While the modern global capitalist music industry has given musicians and audiences a chance to imagine alternative identities for themselves [viii] (as evident in El Cigala’s recent launch of his own record label, and migration to the Dominican Republic), it can also be seen by some as a standardizing machine which requires pandering to popular tastes. And while noting that El Cigala’s informed choices regarding genre mixing and collaborative artists have gained him new audiences in the Americas (arguably the same audience base catered to by the Latin GRAMMY awards), an ethnomusicologist will usually be most interested in accounting for the changing social conditions which allow for these artistic decisions to be made in the first place.


[i] “Flamenco”. Accessed October 9, 2014. http://www.newworldencyclopedia.org/entry/Flamenco
[ii] Tony Bryant. “Styles influenced by Flamenco”. Andalucia.com. Accessed October 9, 2014. http://www.andalucia.com/flamenco/styles-influenced.htm
[iii] Ed Morales. The Latin beat: the rhythms and roots of Latin music from Bossa Nova to Salsa and beyond. Massachusetts: Da Capo Press, 2003.

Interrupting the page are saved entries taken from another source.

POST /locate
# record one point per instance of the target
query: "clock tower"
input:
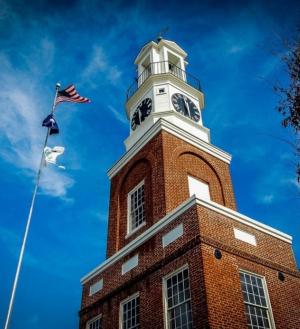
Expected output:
(179, 255)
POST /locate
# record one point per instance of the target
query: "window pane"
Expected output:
(178, 301)
(137, 211)
(257, 310)
(130, 314)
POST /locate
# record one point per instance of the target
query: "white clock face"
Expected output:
(141, 113)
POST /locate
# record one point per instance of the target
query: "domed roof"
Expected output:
(160, 43)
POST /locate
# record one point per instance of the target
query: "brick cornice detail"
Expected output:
(180, 252)
(239, 253)
(164, 125)
(154, 229)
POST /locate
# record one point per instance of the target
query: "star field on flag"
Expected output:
(70, 94)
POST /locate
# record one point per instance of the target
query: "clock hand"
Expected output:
(186, 105)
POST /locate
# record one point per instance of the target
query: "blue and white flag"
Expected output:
(51, 123)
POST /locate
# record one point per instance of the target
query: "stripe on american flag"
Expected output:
(70, 94)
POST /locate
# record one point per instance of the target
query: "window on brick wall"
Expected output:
(130, 313)
(177, 297)
(258, 308)
(95, 323)
(136, 208)
(199, 188)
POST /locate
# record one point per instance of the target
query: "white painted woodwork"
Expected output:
(198, 188)
(244, 236)
(130, 264)
(173, 235)
(97, 286)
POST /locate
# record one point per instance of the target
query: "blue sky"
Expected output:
(93, 45)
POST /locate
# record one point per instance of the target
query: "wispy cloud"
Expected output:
(118, 115)
(98, 63)
(21, 134)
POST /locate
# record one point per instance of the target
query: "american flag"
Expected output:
(70, 94)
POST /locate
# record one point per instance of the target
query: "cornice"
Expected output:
(154, 229)
(167, 126)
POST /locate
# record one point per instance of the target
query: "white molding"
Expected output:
(244, 236)
(124, 301)
(172, 235)
(245, 220)
(154, 229)
(92, 320)
(146, 235)
(130, 264)
(95, 287)
(162, 124)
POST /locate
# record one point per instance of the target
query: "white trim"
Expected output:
(172, 215)
(264, 281)
(165, 293)
(130, 264)
(245, 220)
(124, 301)
(146, 235)
(95, 287)
(172, 235)
(162, 124)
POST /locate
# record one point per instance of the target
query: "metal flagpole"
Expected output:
(11, 302)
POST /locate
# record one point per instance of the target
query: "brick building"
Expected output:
(179, 255)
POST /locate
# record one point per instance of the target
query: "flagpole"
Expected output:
(12, 298)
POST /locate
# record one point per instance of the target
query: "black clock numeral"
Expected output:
(141, 112)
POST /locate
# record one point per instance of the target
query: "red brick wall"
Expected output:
(151, 298)
(219, 228)
(224, 296)
(215, 285)
(182, 159)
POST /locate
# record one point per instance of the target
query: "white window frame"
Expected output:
(165, 293)
(268, 301)
(92, 320)
(130, 231)
(123, 302)
(96, 287)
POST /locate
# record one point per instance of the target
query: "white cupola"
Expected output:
(164, 90)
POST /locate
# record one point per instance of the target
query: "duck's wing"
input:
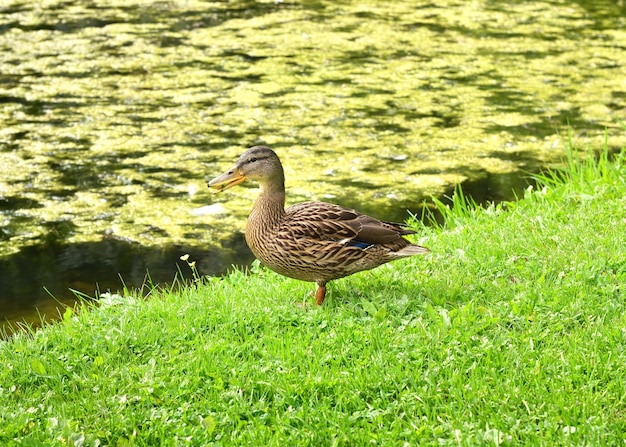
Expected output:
(329, 222)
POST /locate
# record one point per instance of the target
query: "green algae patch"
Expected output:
(116, 113)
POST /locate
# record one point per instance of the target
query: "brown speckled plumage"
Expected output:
(311, 241)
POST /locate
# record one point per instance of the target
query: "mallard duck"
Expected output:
(310, 241)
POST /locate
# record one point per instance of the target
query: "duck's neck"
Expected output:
(267, 212)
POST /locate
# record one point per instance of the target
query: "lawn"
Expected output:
(511, 332)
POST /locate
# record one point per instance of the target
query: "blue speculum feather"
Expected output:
(359, 244)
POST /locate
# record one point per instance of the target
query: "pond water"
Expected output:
(115, 113)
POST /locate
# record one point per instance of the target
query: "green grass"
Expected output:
(511, 332)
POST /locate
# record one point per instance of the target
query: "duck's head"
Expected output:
(258, 163)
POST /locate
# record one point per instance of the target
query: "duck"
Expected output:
(310, 241)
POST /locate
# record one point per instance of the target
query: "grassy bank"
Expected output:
(512, 332)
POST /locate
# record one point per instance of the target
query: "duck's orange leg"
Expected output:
(320, 293)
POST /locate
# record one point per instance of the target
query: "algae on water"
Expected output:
(114, 113)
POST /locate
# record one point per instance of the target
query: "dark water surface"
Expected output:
(115, 113)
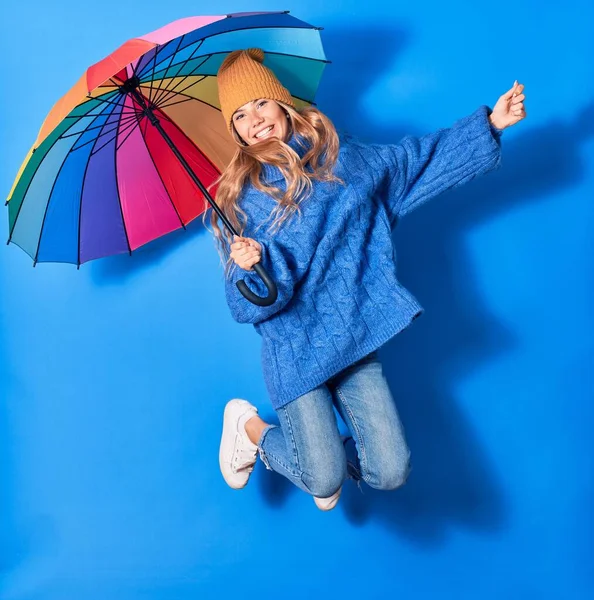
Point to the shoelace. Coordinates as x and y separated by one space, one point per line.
244 458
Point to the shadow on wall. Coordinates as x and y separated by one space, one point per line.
452 479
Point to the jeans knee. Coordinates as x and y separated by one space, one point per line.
389 475
324 483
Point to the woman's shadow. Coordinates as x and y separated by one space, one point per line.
452 479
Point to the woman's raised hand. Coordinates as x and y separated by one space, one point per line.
246 252
509 108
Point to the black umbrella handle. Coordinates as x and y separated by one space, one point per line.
270 285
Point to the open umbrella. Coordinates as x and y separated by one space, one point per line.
128 153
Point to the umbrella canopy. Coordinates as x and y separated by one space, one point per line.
123 158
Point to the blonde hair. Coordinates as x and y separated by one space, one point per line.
245 167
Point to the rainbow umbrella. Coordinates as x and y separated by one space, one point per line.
128 153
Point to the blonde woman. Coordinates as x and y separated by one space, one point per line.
317 210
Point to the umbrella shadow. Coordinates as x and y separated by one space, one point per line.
452 480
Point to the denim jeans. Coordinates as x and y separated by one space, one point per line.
307 447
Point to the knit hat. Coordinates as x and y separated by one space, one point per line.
242 77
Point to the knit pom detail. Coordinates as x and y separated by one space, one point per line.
256 54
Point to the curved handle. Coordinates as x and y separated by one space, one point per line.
254 298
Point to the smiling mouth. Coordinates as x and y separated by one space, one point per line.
264 132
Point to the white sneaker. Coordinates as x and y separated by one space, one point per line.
237 453
328 503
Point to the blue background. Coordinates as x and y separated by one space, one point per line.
113 378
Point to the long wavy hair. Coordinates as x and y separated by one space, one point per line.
321 139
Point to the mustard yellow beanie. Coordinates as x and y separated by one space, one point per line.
242 77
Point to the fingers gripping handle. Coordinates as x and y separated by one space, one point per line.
268 282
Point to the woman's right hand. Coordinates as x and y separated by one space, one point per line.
245 252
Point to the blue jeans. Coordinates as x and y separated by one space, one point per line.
307 447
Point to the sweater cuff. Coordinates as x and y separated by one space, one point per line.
494 130
251 278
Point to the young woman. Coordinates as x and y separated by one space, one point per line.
317 210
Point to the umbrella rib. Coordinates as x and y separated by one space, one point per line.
11 231
162 182
195 145
170 58
322 60
171 93
247 29
115 125
63 137
129 128
115 170
52 190
171 79
129 125
154 61
81 195
187 99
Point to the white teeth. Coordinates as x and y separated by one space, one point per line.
263 133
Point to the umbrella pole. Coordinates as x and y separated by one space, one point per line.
258 268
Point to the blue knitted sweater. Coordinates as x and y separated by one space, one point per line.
338 295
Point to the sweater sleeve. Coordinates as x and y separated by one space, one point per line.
285 264
418 169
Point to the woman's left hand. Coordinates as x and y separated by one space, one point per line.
509 109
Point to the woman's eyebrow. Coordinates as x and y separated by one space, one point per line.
240 109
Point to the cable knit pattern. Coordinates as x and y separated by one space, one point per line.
338 295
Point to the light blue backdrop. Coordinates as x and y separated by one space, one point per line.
113 378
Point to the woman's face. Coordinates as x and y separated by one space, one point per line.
260 120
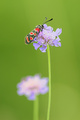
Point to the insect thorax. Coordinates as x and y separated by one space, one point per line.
40 27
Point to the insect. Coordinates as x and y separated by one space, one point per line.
30 37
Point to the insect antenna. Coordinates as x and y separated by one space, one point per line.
47 20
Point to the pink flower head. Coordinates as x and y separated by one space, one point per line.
47 37
32 86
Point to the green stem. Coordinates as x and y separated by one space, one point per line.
35 116
49 67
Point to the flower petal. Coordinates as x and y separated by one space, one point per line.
36 45
58 31
32 97
43 48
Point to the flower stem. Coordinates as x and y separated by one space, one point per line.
35 116
49 67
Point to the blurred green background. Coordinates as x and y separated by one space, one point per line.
17 19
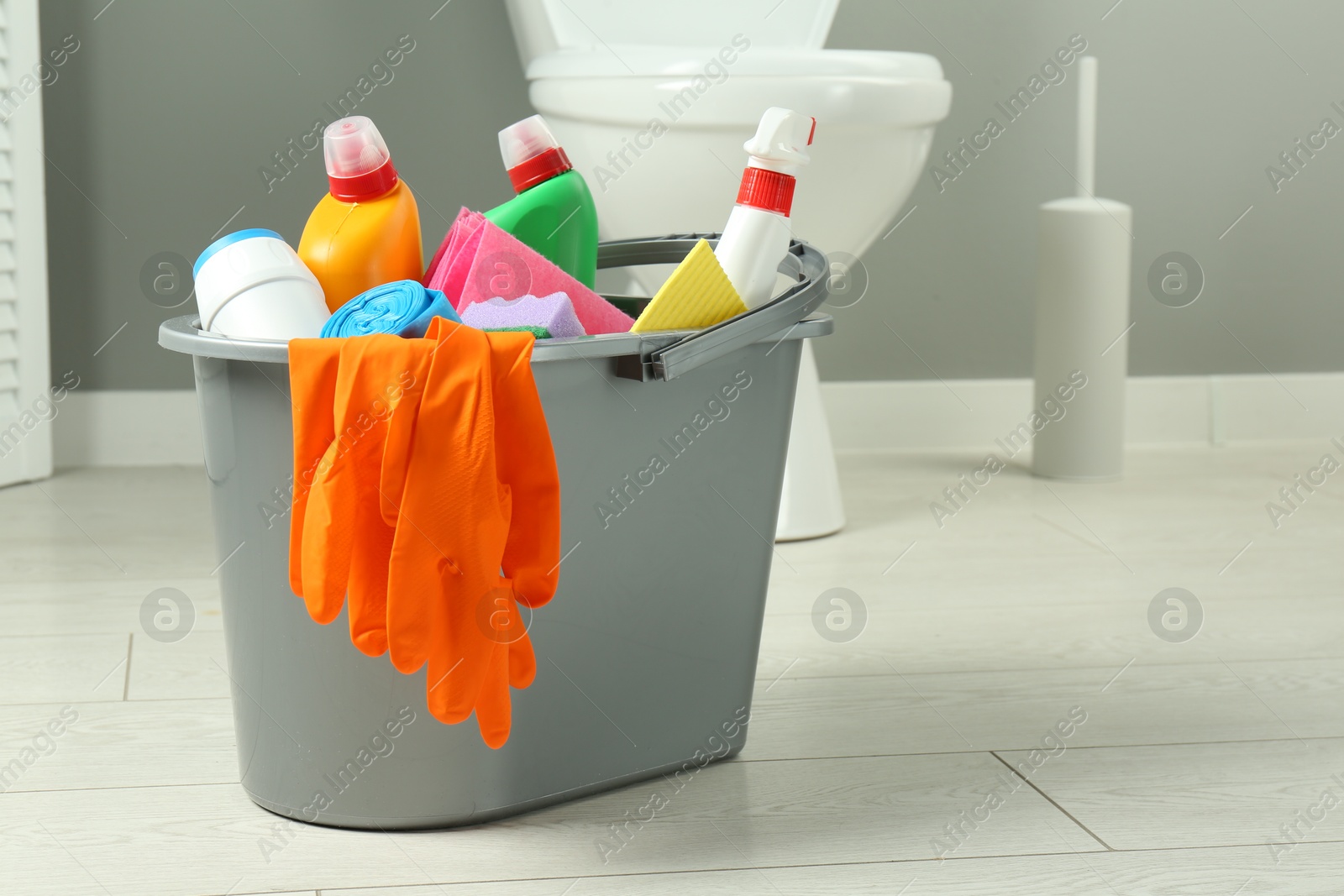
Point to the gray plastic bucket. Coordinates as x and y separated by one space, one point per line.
647 654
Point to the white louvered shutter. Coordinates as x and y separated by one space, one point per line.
24 354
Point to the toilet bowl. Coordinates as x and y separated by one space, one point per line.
654 101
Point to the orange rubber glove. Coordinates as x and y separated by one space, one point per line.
413 510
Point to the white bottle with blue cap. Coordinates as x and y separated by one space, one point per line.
252 285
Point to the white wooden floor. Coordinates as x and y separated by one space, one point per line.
981 637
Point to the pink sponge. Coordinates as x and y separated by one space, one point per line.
554 313
480 262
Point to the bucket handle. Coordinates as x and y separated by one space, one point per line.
804 264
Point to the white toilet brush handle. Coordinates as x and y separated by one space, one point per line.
1088 127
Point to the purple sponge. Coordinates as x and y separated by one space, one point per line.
554 312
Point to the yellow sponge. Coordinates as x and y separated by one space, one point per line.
696 295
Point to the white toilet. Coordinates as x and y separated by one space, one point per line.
654 100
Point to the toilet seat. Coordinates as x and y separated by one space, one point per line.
844 86
633 60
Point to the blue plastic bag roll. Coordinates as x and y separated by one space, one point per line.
401 308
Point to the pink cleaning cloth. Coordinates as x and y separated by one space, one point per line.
481 262
463 226
554 313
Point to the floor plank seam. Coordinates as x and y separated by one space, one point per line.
1052 801
131 647
1086 668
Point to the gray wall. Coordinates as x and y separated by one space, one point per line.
168 109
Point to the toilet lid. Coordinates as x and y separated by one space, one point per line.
627 60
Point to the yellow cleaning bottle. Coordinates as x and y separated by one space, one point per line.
366 231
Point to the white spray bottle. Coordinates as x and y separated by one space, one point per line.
757 234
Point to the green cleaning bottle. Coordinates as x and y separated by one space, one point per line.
553 211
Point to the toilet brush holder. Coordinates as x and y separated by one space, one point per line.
1082 318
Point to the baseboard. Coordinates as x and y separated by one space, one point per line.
163 427
920 416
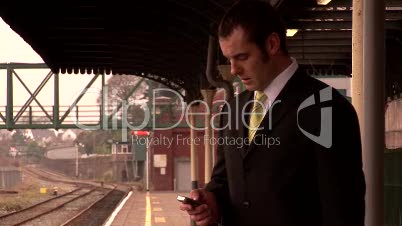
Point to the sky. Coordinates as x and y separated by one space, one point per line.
14 49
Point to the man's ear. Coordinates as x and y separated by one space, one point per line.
273 44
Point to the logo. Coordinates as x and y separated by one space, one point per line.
325 137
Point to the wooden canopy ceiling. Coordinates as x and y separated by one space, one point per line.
167 40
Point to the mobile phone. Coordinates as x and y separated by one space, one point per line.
187 200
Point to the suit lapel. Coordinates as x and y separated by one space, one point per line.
243 130
285 101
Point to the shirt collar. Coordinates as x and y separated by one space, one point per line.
275 87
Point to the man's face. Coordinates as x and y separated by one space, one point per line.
246 60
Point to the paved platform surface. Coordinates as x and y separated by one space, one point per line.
151 209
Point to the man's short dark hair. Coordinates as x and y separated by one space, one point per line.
258 19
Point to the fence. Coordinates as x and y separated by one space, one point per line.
9 177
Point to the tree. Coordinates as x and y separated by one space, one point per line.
94 142
18 138
34 151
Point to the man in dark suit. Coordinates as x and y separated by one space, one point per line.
301 164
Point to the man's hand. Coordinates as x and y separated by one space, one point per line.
204 214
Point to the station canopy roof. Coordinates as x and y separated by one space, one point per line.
167 40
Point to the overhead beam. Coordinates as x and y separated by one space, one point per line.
327 42
320 49
324 62
325 13
329 56
303 34
335 25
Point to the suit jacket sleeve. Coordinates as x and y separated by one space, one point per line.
218 183
340 176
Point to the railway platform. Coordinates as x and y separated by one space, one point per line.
149 209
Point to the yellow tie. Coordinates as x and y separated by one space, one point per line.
257 114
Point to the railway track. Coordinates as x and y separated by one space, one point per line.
44 208
74 208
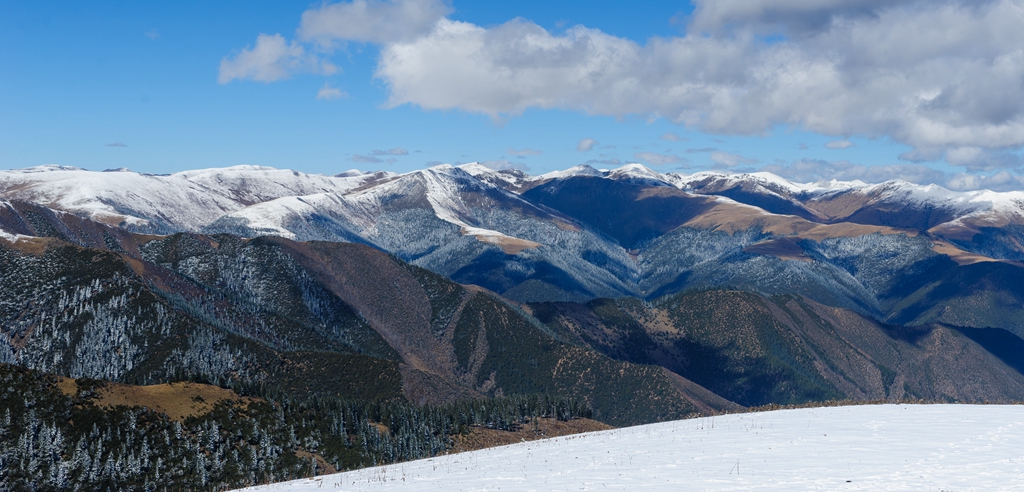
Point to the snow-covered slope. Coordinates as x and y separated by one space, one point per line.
183 201
887 447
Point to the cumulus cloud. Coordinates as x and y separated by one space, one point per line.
391 152
981 160
656 159
727 160
330 93
809 170
837 145
523 152
586 145
940 76
505 165
378 22
270 59
607 162
372 159
786 15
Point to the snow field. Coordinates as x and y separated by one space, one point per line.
879 447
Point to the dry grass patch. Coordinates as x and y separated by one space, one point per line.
481 438
177 400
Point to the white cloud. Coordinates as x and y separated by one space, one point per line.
372 159
372 21
927 74
784 15
656 159
837 145
391 152
505 165
808 170
586 145
270 59
938 76
726 160
330 93
523 152
981 160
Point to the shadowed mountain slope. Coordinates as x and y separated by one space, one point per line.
302 318
755 350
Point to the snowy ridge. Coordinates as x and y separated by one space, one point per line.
884 447
182 201
194 200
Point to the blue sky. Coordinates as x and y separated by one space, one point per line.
143 85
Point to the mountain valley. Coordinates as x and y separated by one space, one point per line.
627 296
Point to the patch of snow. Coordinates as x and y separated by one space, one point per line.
883 447
581 170
637 171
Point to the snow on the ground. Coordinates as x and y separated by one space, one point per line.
884 447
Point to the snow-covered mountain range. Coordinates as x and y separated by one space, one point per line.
883 447
571 235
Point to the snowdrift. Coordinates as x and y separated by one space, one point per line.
884 447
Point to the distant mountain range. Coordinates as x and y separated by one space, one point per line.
648 296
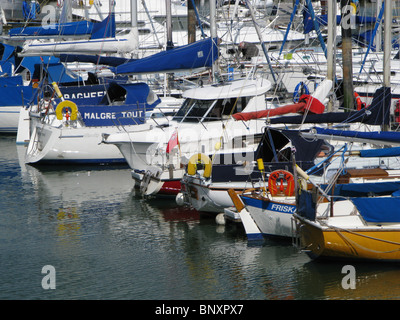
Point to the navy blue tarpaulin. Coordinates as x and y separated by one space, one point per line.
379 210
112 115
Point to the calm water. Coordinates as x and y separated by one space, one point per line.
106 243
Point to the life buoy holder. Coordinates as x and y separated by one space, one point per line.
301 88
359 102
196 159
67 107
286 183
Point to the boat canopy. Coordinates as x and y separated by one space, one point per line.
96 30
383 136
371 209
362 189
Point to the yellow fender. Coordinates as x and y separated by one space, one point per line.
200 158
66 104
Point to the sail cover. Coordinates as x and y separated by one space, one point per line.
198 54
377 113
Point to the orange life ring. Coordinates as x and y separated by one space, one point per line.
286 180
358 101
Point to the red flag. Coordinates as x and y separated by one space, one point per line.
173 141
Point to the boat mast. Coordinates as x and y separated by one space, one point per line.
249 6
387 48
331 48
213 32
170 43
134 27
347 59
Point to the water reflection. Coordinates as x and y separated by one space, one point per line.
106 242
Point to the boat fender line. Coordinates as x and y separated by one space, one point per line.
199 158
281 175
67 107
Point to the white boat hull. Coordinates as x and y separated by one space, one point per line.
273 218
50 144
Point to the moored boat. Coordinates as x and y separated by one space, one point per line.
356 221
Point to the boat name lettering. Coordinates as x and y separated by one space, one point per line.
283 208
84 95
111 115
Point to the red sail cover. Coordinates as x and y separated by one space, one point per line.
306 102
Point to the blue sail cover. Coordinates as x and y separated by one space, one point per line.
103 29
198 54
388 136
70 28
384 152
110 61
362 189
379 210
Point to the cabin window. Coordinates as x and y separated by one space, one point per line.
193 110
225 107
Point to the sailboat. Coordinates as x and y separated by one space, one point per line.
210 193
69 133
351 220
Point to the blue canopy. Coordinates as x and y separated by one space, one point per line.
385 152
103 29
363 189
30 10
379 210
388 136
323 20
198 54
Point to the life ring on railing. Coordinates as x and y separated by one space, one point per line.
286 183
300 89
196 159
67 107
359 102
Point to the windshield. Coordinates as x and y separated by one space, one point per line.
209 110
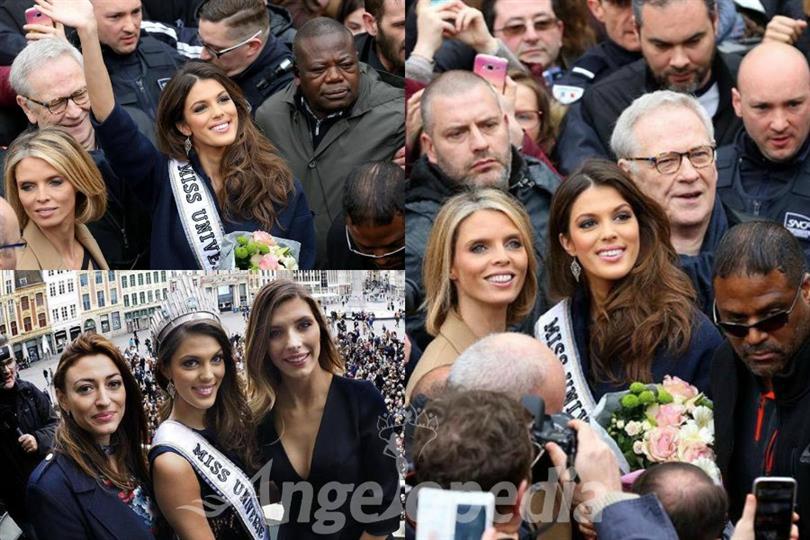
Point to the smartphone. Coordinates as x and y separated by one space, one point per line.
491 68
453 515
776 499
34 16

[iv] “Diego El Cigala”. Andalucia.com. Accessed October 9, 2014. http://www.andalucia.com/flamenco/musicians/el-cigala.htm
[v] see [i]
[vi] Peter Manuel. “Flamenco in Focus – An analysis of a performance of Soleares”, In Analytical studies in world music, ed. Michael Tenzer. New York: Oxford University Press, Inc. 2006.
[vii] Josh Kun. “Defending the Ancient Heartbeat of Flamenco”. The New York Times, September 7, 2004. http://www.nytimes.com/2004/09/07/arts/music/07bebo.html
[viii] Ingrid Monson. “Riffs, Repetition and Theories of Globalization” Ethnomusicology 43 (1) p. 31-65. 1999.